Gander received an application from the Department of Fisheries, Forestry and Agrifoods requesting the approval of a five-year plan for commercial domestic harvesting. The plan identifies domestic and commercial operations within municipal boundaries for the next five years.

Council was in agreement.

 

Pentecostal church

The Pentecostal church’s request for the town to sell a parcel of land measuring approximately one acre, behind 110 Magee Road, has been approved.

The land will be used to construct an accessory storage building to operate a furniture redistribution service.

The church also asked the town grant the land because of the proposed use. 

It was noted by council the land was given to the town by the Newfoundland and Labrador Housng Corporation (NLHC), with the understanding the NLHC would receive half of the appraised value of the land when sold.

The town can waive its share - approximately $6,300 – but cannot waive the NLHC share.

The motion for the town to waive its portion of the proceeds from the land sale passed 4-2.

Councillors Brian Dove and Gerry Parrott voted against the motion on the basis that it’s taking money away from the taxpayers. NLHC didn’t agree to waive it’s portion and goes against current policy. 

 

Come From Away invoice

The town has received an invoice from Kiss the Cod Broadway Limited Partnership in the amount of $53,410.51 U.S.

The invoice is for certain costs associated with the Come From Away production in Gander last October. The Atlantic Canada Opportunities Agency has agreed to reimburse the town for costs incurred.

 

Water pooling

Correspondence was received from a resident on 16 Baldwin Street about ongoing water pooling at the end of their driveway. The Public Works committee recommended Public Works determine the probable cause and recommend a solution. In addition, to contact the engineering department to determine if any planned maintenance is scheduled in the area. If so, it is recommended to incorporate repairs at this time.

 

Reimbursement denied

A homeowner on 9 Memorial Drive had their request to be reimbursed for the replacement of asphalt removed during the reconstruction of the street denied.

The work in question was covered under the cost shared capital works project, which the town had entered into a contract with a local construction company. 

The homeowner engaged another contractor to repave the driveway including the portion covered by the town’s contract.

Under this circumstance, the town could not avail of the cost-sharing agreement with the province, and the public works committee is not in agreement of repayment.

 

Smoke detector regulations

Fire Chief Paul Fudge brought forward changes to the Fire Detector regulations. The regulation now requires all sleeping quarters to have a smoke detector in all sleeping quarters.

 

Cleanup

The town’s annual cleanup is scheduled from May 8-19. Refuse for the special cleanup will be collected on the same day as the scheduled garbage day for each area.

 

Town Crier

After receiving a request for Gander to have a town crier, town staff was asked to look into how much such a program would cost. 

After consulting with another municipality with a town crier program in place, it was determined start up costs would be in the range of $20,000.

This would cover the cost of advertising, giveaways, town crier costume and annual stipend.
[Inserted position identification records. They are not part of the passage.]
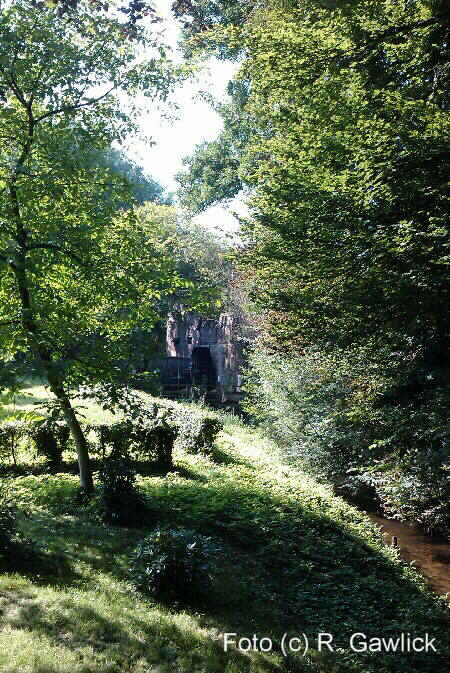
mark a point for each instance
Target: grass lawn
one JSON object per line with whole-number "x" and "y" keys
{"x": 295, "y": 560}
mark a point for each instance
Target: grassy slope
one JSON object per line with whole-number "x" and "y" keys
{"x": 297, "y": 560}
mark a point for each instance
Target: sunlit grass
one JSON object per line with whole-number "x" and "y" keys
{"x": 295, "y": 559}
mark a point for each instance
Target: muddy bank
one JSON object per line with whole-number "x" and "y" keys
{"x": 430, "y": 554}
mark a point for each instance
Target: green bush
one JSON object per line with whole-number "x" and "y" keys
{"x": 11, "y": 432}
{"x": 174, "y": 564}
{"x": 121, "y": 503}
{"x": 144, "y": 437}
{"x": 51, "y": 438}
{"x": 371, "y": 424}
{"x": 196, "y": 429}
{"x": 8, "y": 528}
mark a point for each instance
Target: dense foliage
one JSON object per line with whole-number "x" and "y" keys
{"x": 173, "y": 564}
{"x": 347, "y": 246}
{"x": 294, "y": 558}
{"x": 72, "y": 272}
{"x": 334, "y": 412}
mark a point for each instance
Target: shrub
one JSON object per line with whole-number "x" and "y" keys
{"x": 197, "y": 431}
{"x": 113, "y": 436}
{"x": 154, "y": 440}
{"x": 370, "y": 423}
{"x": 51, "y": 438}
{"x": 121, "y": 502}
{"x": 144, "y": 437}
{"x": 11, "y": 432}
{"x": 174, "y": 564}
{"x": 8, "y": 527}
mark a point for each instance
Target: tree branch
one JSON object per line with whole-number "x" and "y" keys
{"x": 71, "y": 108}
{"x": 57, "y": 248}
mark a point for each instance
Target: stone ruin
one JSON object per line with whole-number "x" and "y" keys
{"x": 204, "y": 357}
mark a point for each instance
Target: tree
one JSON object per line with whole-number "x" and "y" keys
{"x": 346, "y": 163}
{"x": 68, "y": 269}
{"x": 143, "y": 187}
{"x": 201, "y": 259}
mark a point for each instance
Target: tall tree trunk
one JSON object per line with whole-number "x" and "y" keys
{"x": 54, "y": 377}
{"x": 75, "y": 429}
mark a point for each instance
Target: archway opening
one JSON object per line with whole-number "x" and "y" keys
{"x": 204, "y": 373}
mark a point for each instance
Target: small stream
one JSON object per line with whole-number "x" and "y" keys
{"x": 431, "y": 555}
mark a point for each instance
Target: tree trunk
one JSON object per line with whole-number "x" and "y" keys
{"x": 54, "y": 378}
{"x": 71, "y": 419}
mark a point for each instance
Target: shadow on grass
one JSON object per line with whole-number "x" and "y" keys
{"x": 288, "y": 565}
{"x": 126, "y": 638}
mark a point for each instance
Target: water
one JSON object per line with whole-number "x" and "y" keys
{"x": 431, "y": 555}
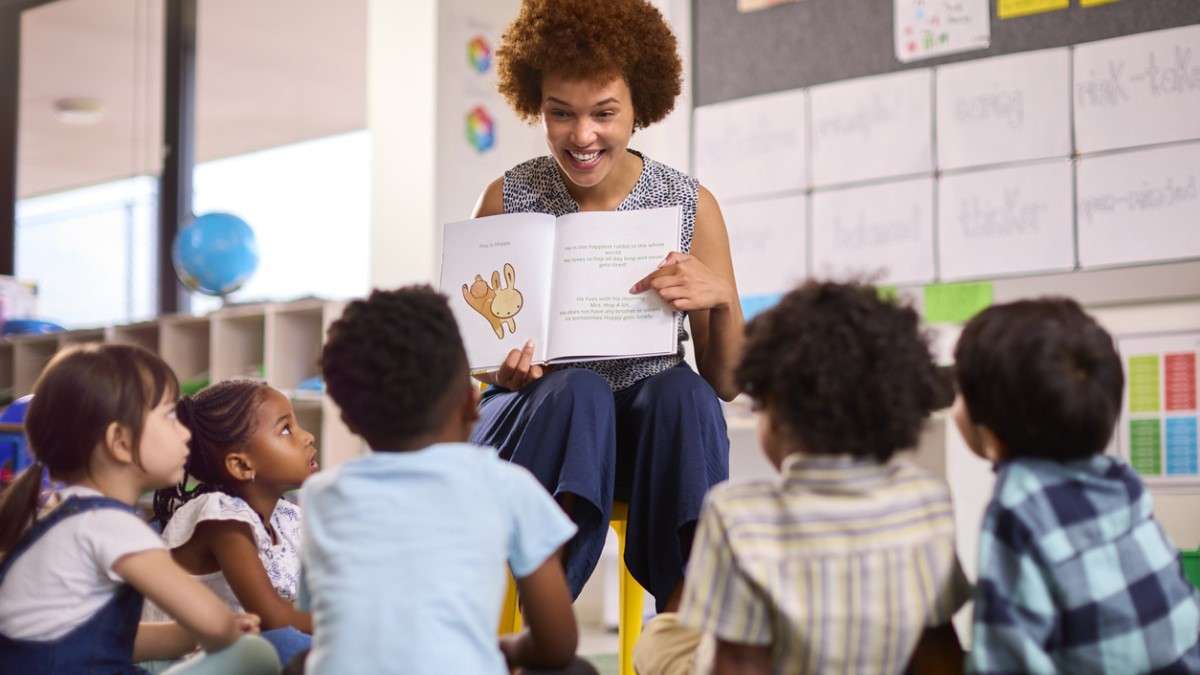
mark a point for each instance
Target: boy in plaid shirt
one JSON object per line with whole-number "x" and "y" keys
{"x": 1075, "y": 575}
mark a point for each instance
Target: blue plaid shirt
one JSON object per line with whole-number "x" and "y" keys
{"x": 1075, "y": 575}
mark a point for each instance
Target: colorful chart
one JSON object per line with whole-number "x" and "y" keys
{"x": 1158, "y": 428}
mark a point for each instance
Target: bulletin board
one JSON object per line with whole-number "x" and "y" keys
{"x": 849, "y": 138}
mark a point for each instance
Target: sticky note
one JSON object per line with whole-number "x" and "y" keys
{"x": 955, "y": 303}
{"x": 1011, "y": 9}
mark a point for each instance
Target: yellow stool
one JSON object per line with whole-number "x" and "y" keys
{"x": 633, "y": 597}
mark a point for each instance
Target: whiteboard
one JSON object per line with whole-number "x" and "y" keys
{"x": 883, "y": 232}
{"x": 1006, "y": 221}
{"x": 1003, "y": 109}
{"x": 767, "y": 239}
{"x": 873, "y": 127}
{"x": 1138, "y": 90}
{"x": 753, "y": 145}
{"x": 1140, "y": 205}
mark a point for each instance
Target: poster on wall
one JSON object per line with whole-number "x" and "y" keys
{"x": 478, "y": 137}
{"x": 933, "y": 28}
{"x": 1157, "y": 432}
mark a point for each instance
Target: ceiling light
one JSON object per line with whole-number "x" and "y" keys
{"x": 78, "y": 111}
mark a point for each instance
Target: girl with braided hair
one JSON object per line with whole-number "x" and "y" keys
{"x": 226, "y": 521}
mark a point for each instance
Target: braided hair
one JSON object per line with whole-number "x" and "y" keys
{"x": 221, "y": 419}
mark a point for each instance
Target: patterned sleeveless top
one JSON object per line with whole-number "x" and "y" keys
{"x": 535, "y": 186}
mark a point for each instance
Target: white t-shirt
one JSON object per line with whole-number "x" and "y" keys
{"x": 66, "y": 577}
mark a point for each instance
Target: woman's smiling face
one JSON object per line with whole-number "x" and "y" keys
{"x": 588, "y": 125}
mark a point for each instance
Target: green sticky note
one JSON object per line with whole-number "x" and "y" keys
{"x": 955, "y": 303}
{"x": 1144, "y": 383}
{"x": 1146, "y": 447}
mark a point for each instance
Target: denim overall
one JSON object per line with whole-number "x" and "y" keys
{"x": 101, "y": 645}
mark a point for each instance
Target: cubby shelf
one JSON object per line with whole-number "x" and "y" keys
{"x": 281, "y": 342}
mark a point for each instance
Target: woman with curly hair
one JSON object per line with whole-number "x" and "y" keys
{"x": 647, "y": 431}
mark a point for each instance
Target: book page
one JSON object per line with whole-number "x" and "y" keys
{"x": 497, "y": 273}
{"x": 598, "y": 257}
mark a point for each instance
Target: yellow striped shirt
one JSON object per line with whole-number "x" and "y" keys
{"x": 838, "y": 565}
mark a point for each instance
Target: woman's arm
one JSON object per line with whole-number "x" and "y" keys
{"x": 702, "y": 285}
{"x": 185, "y": 599}
{"x": 552, "y": 635}
{"x": 237, "y": 555}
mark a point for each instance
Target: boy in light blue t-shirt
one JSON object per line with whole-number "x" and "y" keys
{"x": 405, "y": 549}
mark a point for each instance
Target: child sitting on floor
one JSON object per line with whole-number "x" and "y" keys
{"x": 1075, "y": 575}
{"x": 846, "y": 562}
{"x": 233, "y": 529}
{"x": 406, "y": 548}
{"x": 72, "y": 579}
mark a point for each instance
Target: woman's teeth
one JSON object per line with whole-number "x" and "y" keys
{"x": 585, "y": 156}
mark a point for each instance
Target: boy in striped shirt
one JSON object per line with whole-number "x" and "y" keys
{"x": 846, "y": 562}
{"x": 1075, "y": 575}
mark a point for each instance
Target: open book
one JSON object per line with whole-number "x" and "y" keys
{"x": 562, "y": 282}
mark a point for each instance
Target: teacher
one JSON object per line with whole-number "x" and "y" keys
{"x": 647, "y": 431}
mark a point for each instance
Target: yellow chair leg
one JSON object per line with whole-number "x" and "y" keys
{"x": 630, "y": 593}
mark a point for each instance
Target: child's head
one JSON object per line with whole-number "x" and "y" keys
{"x": 243, "y": 432}
{"x": 99, "y": 411}
{"x": 838, "y": 370}
{"x": 396, "y": 366}
{"x": 1037, "y": 378}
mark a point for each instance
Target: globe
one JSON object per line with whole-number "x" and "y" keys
{"x": 215, "y": 254}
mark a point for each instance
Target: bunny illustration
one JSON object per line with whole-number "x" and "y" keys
{"x": 497, "y": 305}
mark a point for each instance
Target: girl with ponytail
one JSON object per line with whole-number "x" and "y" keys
{"x": 226, "y": 521}
{"x": 72, "y": 579}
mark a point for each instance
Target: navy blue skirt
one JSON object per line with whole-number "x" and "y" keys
{"x": 658, "y": 444}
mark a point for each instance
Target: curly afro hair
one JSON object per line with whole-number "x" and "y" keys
{"x": 1043, "y": 376}
{"x": 841, "y": 370}
{"x": 390, "y": 363}
{"x": 591, "y": 40}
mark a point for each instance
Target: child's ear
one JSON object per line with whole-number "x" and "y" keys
{"x": 119, "y": 442}
{"x": 240, "y": 466}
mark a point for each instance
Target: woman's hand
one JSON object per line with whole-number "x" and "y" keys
{"x": 687, "y": 284}
{"x": 517, "y": 369}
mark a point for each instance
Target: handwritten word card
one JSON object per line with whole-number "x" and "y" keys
{"x": 1138, "y": 90}
{"x": 1003, "y": 109}
{"x": 881, "y": 232}
{"x": 1157, "y": 432}
{"x": 1006, "y": 221}
{"x": 754, "y": 145}
{"x": 767, "y": 238}
{"x": 1139, "y": 207}
{"x": 873, "y": 127}
{"x": 931, "y": 28}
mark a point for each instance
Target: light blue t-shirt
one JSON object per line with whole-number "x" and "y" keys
{"x": 405, "y": 559}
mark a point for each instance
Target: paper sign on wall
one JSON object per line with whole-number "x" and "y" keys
{"x": 1139, "y": 207}
{"x": 1138, "y": 90}
{"x": 871, "y": 127}
{"x": 1003, "y": 109}
{"x": 1007, "y": 220}
{"x": 753, "y": 145}
{"x": 881, "y": 232}
{"x": 925, "y": 29}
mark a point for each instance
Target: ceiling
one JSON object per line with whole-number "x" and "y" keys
{"x": 268, "y": 73}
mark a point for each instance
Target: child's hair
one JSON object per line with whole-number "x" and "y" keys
{"x": 1043, "y": 376}
{"x": 390, "y": 360}
{"x": 221, "y": 419}
{"x": 841, "y": 370}
{"x": 81, "y": 393}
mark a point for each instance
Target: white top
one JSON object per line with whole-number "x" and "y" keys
{"x": 281, "y": 560}
{"x": 66, "y": 577}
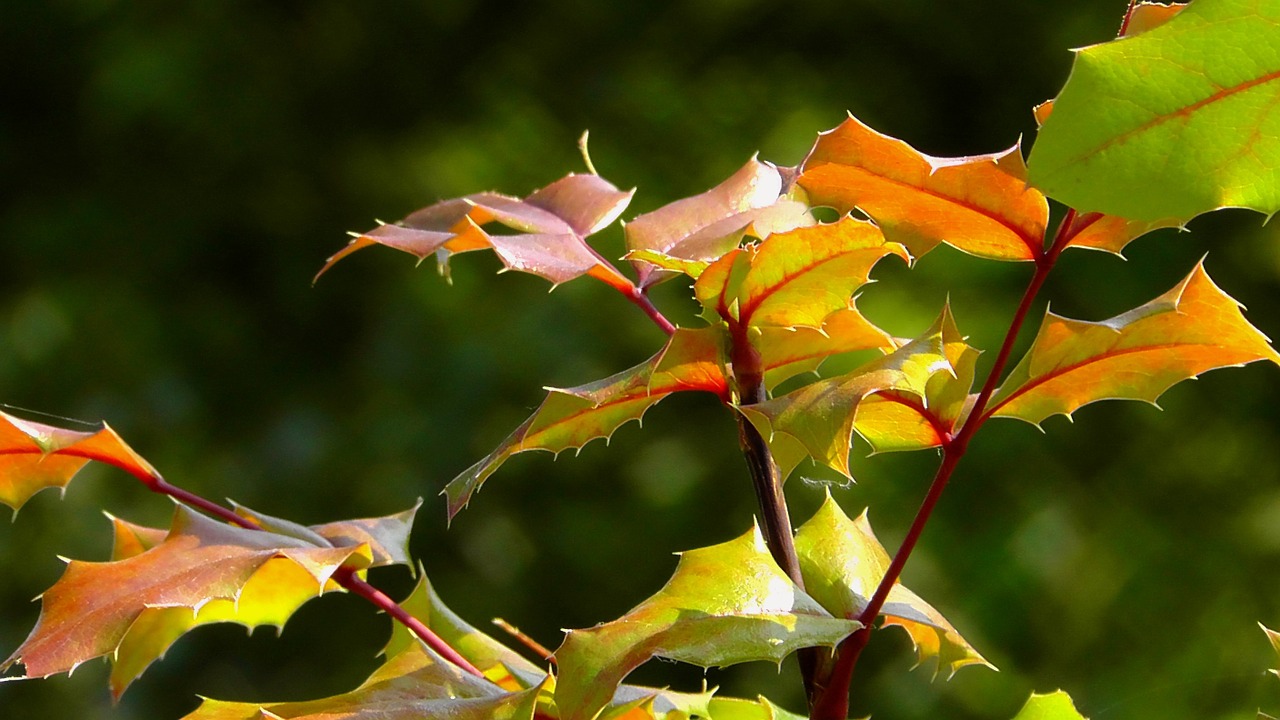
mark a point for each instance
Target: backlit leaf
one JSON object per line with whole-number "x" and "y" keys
{"x": 897, "y": 420}
{"x": 725, "y": 605}
{"x": 570, "y": 418}
{"x": 842, "y": 564}
{"x": 414, "y": 684}
{"x": 707, "y": 226}
{"x": 552, "y": 226}
{"x": 92, "y": 609}
{"x": 1174, "y": 122}
{"x": 979, "y": 204}
{"x": 1137, "y": 355}
{"x": 35, "y": 456}
{"x": 819, "y": 417}
{"x": 1052, "y": 706}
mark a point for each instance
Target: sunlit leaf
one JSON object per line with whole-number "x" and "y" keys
{"x": 842, "y": 564}
{"x": 1137, "y": 355}
{"x": 897, "y": 420}
{"x": 725, "y": 605}
{"x": 414, "y": 684}
{"x": 35, "y": 456}
{"x": 819, "y": 417}
{"x": 1052, "y": 706}
{"x": 570, "y": 418}
{"x": 707, "y": 226}
{"x": 551, "y": 224}
{"x": 92, "y": 609}
{"x": 1174, "y": 122}
{"x": 979, "y": 204}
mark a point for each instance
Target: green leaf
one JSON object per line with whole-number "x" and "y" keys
{"x": 415, "y": 684}
{"x": 725, "y": 605}
{"x": 570, "y": 418}
{"x": 552, "y": 226}
{"x": 1137, "y": 355}
{"x": 1054, "y": 706}
{"x": 842, "y": 565}
{"x": 1174, "y": 122}
{"x": 817, "y": 420}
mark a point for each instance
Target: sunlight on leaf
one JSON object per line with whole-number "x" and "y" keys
{"x": 725, "y": 605}
{"x": 1138, "y": 355}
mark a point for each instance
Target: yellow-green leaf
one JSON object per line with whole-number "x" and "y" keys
{"x": 1137, "y": 355}
{"x": 725, "y": 605}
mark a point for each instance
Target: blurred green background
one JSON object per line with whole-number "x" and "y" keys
{"x": 173, "y": 174}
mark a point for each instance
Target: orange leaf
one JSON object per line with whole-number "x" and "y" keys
{"x": 979, "y": 204}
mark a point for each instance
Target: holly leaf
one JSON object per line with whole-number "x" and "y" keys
{"x": 707, "y": 226}
{"x": 571, "y": 418}
{"x": 725, "y": 605}
{"x": 897, "y": 420}
{"x": 842, "y": 565}
{"x": 552, "y": 226}
{"x": 817, "y": 420}
{"x": 1137, "y": 131}
{"x": 204, "y": 569}
{"x": 415, "y": 684}
{"x": 979, "y": 204}
{"x": 1137, "y": 355}
{"x": 35, "y": 456}
{"x": 1052, "y": 706}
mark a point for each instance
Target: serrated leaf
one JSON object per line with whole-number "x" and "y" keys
{"x": 979, "y": 204}
{"x": 842, "y": 564}
{"x": 35, "y": 456}
{"x": 1052, "y": 706}
{"x": 1138, "y": 130}
{"x": 798, "y": 278}
{"x": 819, "y": 417}
{"x": 725, "y": 605}
{"x": 201, "y": 566}
{"x": 570, "y": 418}
{"x": 1138, "y": 355}
{"x": 707, "y": 226}
{"x": 787, "y": 352}
{"x": 895, "y": 420}
{"x": 552, "y": 226}
{"x": 414, "y": 684}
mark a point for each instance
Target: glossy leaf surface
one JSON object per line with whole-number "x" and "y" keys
{"x": 725, "y": 605}
{"x": 35, "y": 456}
{"x": 1173, "y": 122}
{"x": 570, "y": 418}
{"x": 979, "y": 204}
{"x": 1137, "y": 355}
{"x": 551, "y": 224}
{"x": 842, "y": 564}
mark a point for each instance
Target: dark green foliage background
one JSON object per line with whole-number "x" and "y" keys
{"x": 174, "y": 174}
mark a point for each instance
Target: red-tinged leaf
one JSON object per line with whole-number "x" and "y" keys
{"x": 707, "y": 226}
{"x": 895, "y": 420}
{"x": 789, "y": 352}
{"x": 1138, "y": 355}
{"x": 552, "y": 227}
{"x": 91, "y": 609}
{"x": 979, "y": 204}
{"x": 414, "y": 684}
{"x": 817, "y": 420}
{"x": 570, "y": 418}
{"x": 1050, "y": 706}
{"x": 842, "y": 565}
{"x": 798, "y": 278}
{"x": 35, "y": 456}
{"x": 725, "y": 605}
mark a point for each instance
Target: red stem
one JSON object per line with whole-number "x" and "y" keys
{"x": 833, "y": 701}
{"x": 344, "y": 577}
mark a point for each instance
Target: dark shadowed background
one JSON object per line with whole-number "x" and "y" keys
{"x": 173, "y": 174}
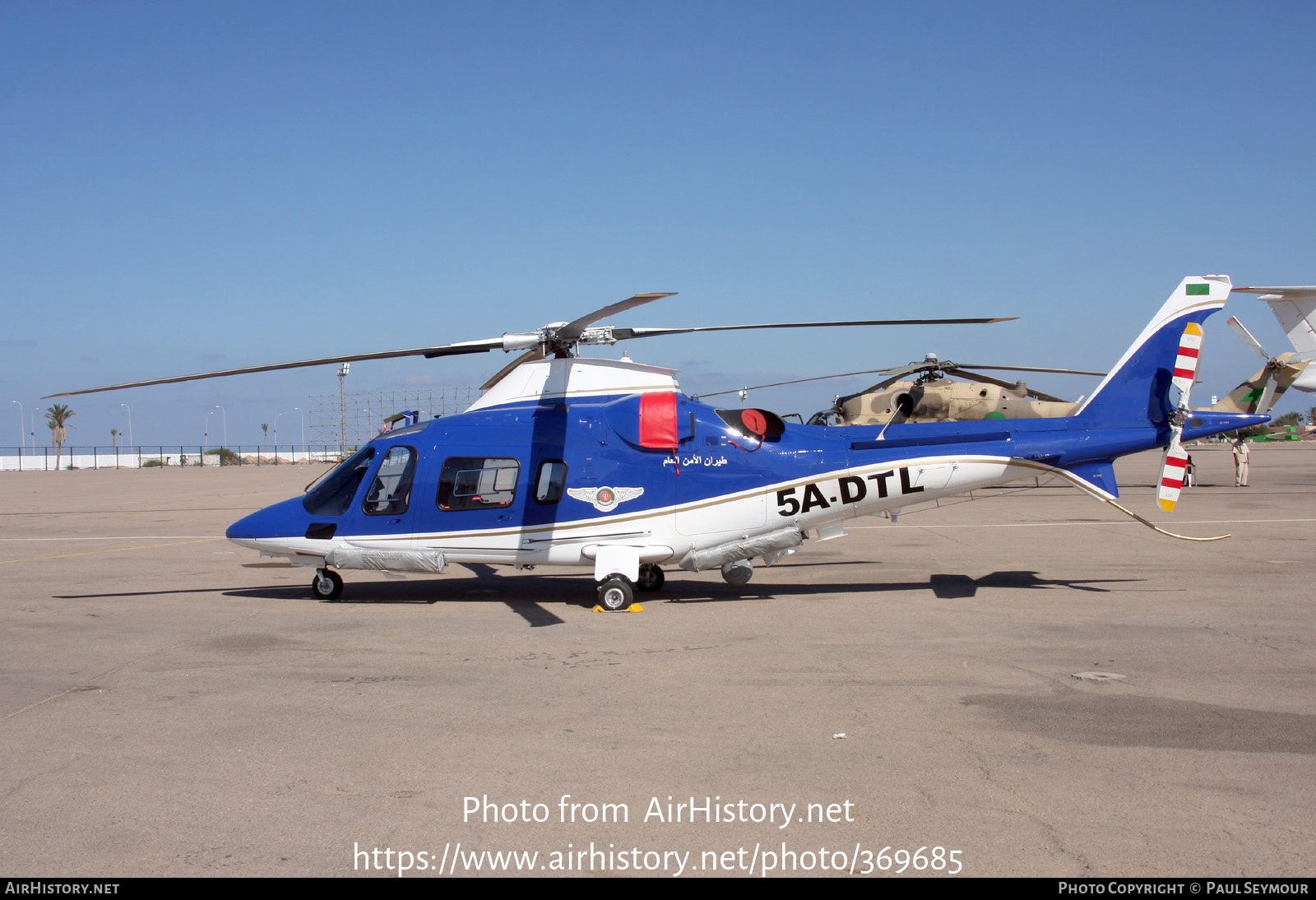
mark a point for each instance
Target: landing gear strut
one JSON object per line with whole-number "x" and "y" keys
{"x": 327, "y": 584}
{"x": 651, "y": 578}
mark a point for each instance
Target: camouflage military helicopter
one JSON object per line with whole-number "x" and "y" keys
{"x": 925, "y": 392}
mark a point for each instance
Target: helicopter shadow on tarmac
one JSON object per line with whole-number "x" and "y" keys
{"x": 517, "y": 592}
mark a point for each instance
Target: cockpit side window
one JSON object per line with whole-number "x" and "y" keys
{"x": 477, "y": 483}
{"x": 333, "y": 495}
{"x": 390, "y": 489}
{"x": 553, "y": 478}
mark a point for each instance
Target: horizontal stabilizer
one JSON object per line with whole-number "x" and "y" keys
{"x": 1099, "y": 474}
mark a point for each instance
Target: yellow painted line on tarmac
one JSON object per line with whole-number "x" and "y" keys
{"x": 91, "y": 553}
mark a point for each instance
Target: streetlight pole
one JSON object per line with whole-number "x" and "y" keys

Moving forward, the annual budget to maintain a crier would cost approximately $7,000.

While the town believes in the concept of a crier, it decided against moving forward with the possibility as it’s an unbudgeted item. Furthermore, the town is currently engaged in the process of defining its role in the tourism sector and committing resources at this time would be premature.

 

Trail nomination

The trail leading to the dog park at Cobb’s Pond will now be called Laika’s Lane. The town approved the nomination to rename the trail in honour of the soviet space dog, which became the first living creature to orbit the earth in 1957.